Besides transaction charges, the bank also charges an interest rate of up to 42% (annually) i.e. 3.5% p.m. from the date of withdrawal until the date of full payment.
This is one of the costliest loan option and a most profitable option for the bank to lend during an emergency to the customer.
4. Annual and Renewal Fees:
This is normally paid by the customers whose credit card spend is low. In other words, credit card companies charge annual/renewal fees in case customer is using credit card below the threshold limit set by the bank. It helps to recover the cost of providing the service to low usage customers.
5. Miscellaneous Charges:
Besides this, credit card companies also charge some miscellaneous charges like
(a) Late Payment Charges
(b) Charges on over limit.
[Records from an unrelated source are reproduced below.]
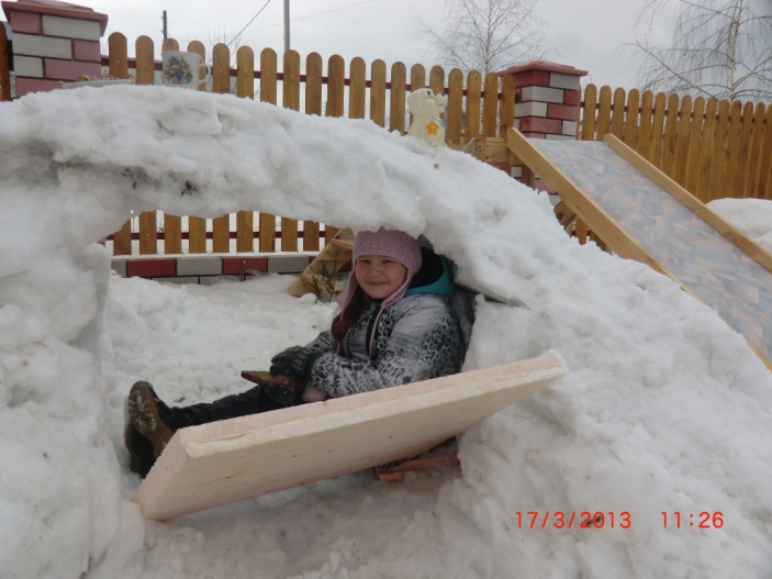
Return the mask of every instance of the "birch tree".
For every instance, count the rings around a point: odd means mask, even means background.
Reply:
[[[479,70],[484,78],[549,55],[538,5],[539,0],[446,0],[446,29],[423,25],[423,31],[440,65]]]
[[[647,0],[637,27],[651,30],[667,0]],[[679,0],[667,48],[636,42],[638,86],[693,97],[772,100],[772,2]]]

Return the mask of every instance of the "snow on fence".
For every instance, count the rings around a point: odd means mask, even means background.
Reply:
[[[588,85],[578,138],[623,140],[697,199],[772,199],[772,104]]]

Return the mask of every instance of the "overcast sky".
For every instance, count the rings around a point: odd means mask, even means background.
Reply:
[[[635,38],[634,25],[642,1],[542,0],[547,41],[555,49],[550,59],[586,70],[585,81],[633,88],[631,53],[622,47]],[[232,46],[247,45],[256,53],[265,47],[279,54],[283,51],[283,0],[74,3],[108,14],[108,34],[125,34],[131,54],[132,43],[143,34],[160,47],[164,10],[169,36],[177,38],[181,47],[192,40],[205,45],[215,41],[227,44],[244,30]],[[400,60],[407,67],[421,63],[428,68],[434,64],[428,58],[428,40],[418,31],[422,22],[441,30],[443,15],[443,0],[291,0],[291,47],[301,57],[317,52],[325,60],[339,54],[346,63],[361,56],[368,64],[381,58],[387,65]],[[667,38],[668,19],[662,20],[665,24],[653,33]]]

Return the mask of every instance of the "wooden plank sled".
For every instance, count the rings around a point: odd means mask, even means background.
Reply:
[[[562,375],[541,356],[182,428],[134,500],[171,519],[415,457]]]

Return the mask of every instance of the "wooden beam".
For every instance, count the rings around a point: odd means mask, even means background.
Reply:
[[[548,355],[183,428],[135,500],[169,519],[417,456],[562,375]]]
[[[753,259],[768,271],[772,271],[772,254],[770,254],[767,249],[748,237],[731,223],[721,219],[705,203],[700,201],[700,199],[694,197],[686,189],[681,187],[678,182],[668,177],[644,157],[638,155],[614,135],[607,134],[603,141],[614,151],[614,153],[646,175],[647,178],[664,189],[679,202],[683,203],[692,213],[711,225],[748,257]]]
[[[603,208],[582,192],[566,174],[552,165],[519,131],[510,129],[506,133],[507,146],[532,171],[546,182],[579,219],[601,237],[620,257],[647,264],[683,286],[657,258],[641,246]],[[684,288],[685,289],[685,288]]]

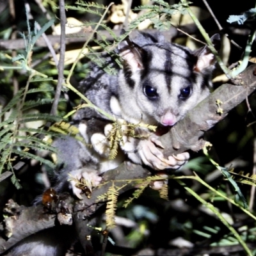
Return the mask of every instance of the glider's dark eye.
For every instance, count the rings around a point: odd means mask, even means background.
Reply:
[[[186,99],[188,98],[190,94],[191,93],[191,86],[188,86],[186,88],[180,90],[180,99]]]
[[[156,90],[149,85],[146,85],[144,87],[144,93],[148,98],[156,99],[157,96]]]

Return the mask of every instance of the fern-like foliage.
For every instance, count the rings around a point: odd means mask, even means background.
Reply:
[[[115,227],[116,225],[115,216],[116,211],[117,197],[119,195],[119,193],[114,183],[109,188],[107,195],[108,202],[106,210],[106,224],[108,229],[111,229]]]
[[[148,13],[145,16],[142,15],[141,17],[149,19],[153,22],[154,28],[160,31],[169,29],[172,26],[170,22],[172,15],[177,12],[185,14],[187,12],[186,7],[191,3],[191,2],[188,2],[186,4],[180,3],[170,5],[163,0],[156,0],[154,2],[157,4],[141,6],[136,7],[135,10],[149,10]],[[141,19],[140,18],[139,20]]]
[[[252,22],[254,23],[256,20],[256,8],[252,8],[244,12],[241,15],[230,15],[227,21],[229,23],[237,22],[239,25],[243,25],[244,22]]]
[[[51,90],[51,89],[50,89]],[[44,131],[42,128],[28,128],[24,124],[32,121],[60,122],[62,118],[47,113],[27,113],[26,110],[35,106],[48,104],[49,100],[37,100],[24,101],[28,93],[36,94],[39,90],[20,89],[0,113],[0,174],[4,171],[13,171],[13,165],[18,159],[33,159],[53,168],[55,165],[50,161],[37,156],[36,151],[56,152],[51,143],[36,136],[35,134],[56,136],[56,132]],[[50,100],[51,102],[51,100]],[[24,135],[26,134],[26,135]],[[13,184],[19,188],[19,181],[15,173],[12,178]]]
[[[159,190],[159,196],[161,198],[164,199],[167,201],[169,200],[168,196],[168,184],[164,183]]]
[[[232,171],[228,172],[231,174],[232,179],[237,182],[256,186],[256,174],[244,174],[243,171],[241,171],[238,173]]]

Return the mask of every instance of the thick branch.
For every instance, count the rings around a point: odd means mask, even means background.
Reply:
[[[255,65],[252,65],[241,74],[241,81],[243,82],[243,85],[237,86],[230,84],[222,85],[173,127],[170,132],[163,136],[161,140],[166,147],[164,154],[166,156],[170,156],[173,153],[189,149],[195,151],[201,149],[204,145],[204,141],[201,140],[204,132],[223,120],[229,111],[243,101],[255,90]],[[217,100],[222,102],[222,104],[219,107],[216,104]],[[223,109],[221,114],[217,113],[220,108]],[[172,147],[170,147],[171,145]],[[84,234],[90,234],[91,229],[81,220],[86,220],[87,221],[90,220],[90,221],[92,221],[97,216],[98,206],[101,204],[95,204],[95,200],[99,195],[106,193],[112,184],[111,181],[115,180],[115,184],[118,187],[126,184],[119,191],[120,193],[122,193],[134,187],[132,182],[128,183],[124,180],[145,178],[148,175],[150,172],[147,168],[129,162],[125,162],[117,168],[104,174],[104,180],[108,182],[95,188],[90,199],[84,196],[83,200],[77,201],[74,209],[74,212],[76,212],[74,221],[82,244],[84,243]],[[121,181],[116,182],[116,180]],[[19,218],[15,220],[13,236],[8,240],[0,237],[0,253],[34,232],[54,225],[54,216],[43,214],[42,207],[23,207],[22,212],[23,214],[19,214]],[[0,226],[0,231],[2,230],[3,227]],[[88,243],[85,243],[84,247],[88,246]]]
[[[204,132],[224,119],[232,109],[255,90],[255,69],[256,65],[253,65],[241,74],[239,78],[243,85],[221,85],[190,111],[169,133],[163,136],[160,140],[165,147],[164,156],[172,156],[189,149],[193,151],[202,149],[205,145],[205,141],[201,139]],[[219,106],[217,100],[221,102]],[[222,113],[218,113],[220,110]]]

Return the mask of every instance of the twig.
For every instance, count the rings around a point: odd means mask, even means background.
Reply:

Normally 2.5%.
(c) Payment return charges
(d) Reward redemption fee
(e) Cash processing fee
(f) Reissue of card
Words of Wisdom:
I hope by now you agree with me that “Credit Card is Good if you make the payment on or before Payment Due Date“. If there is a delay the credit card is a worst financial instrument to avail credit facility and may land you in a debt trap. Interest-free credit period of up to 50 days is the only best part of the credit card. How you can utilize this period to your advantage, i explained it in my post, How to use credit cards smartly?
Though the objective of this post is to highlight how credit card companies make money or earn profit but always remember that life is zero sum game. The gain of credit card companies is the loss for a credit card user. Therefore, it is important that you should not contribute to the profit/gain/income of credit card companies :).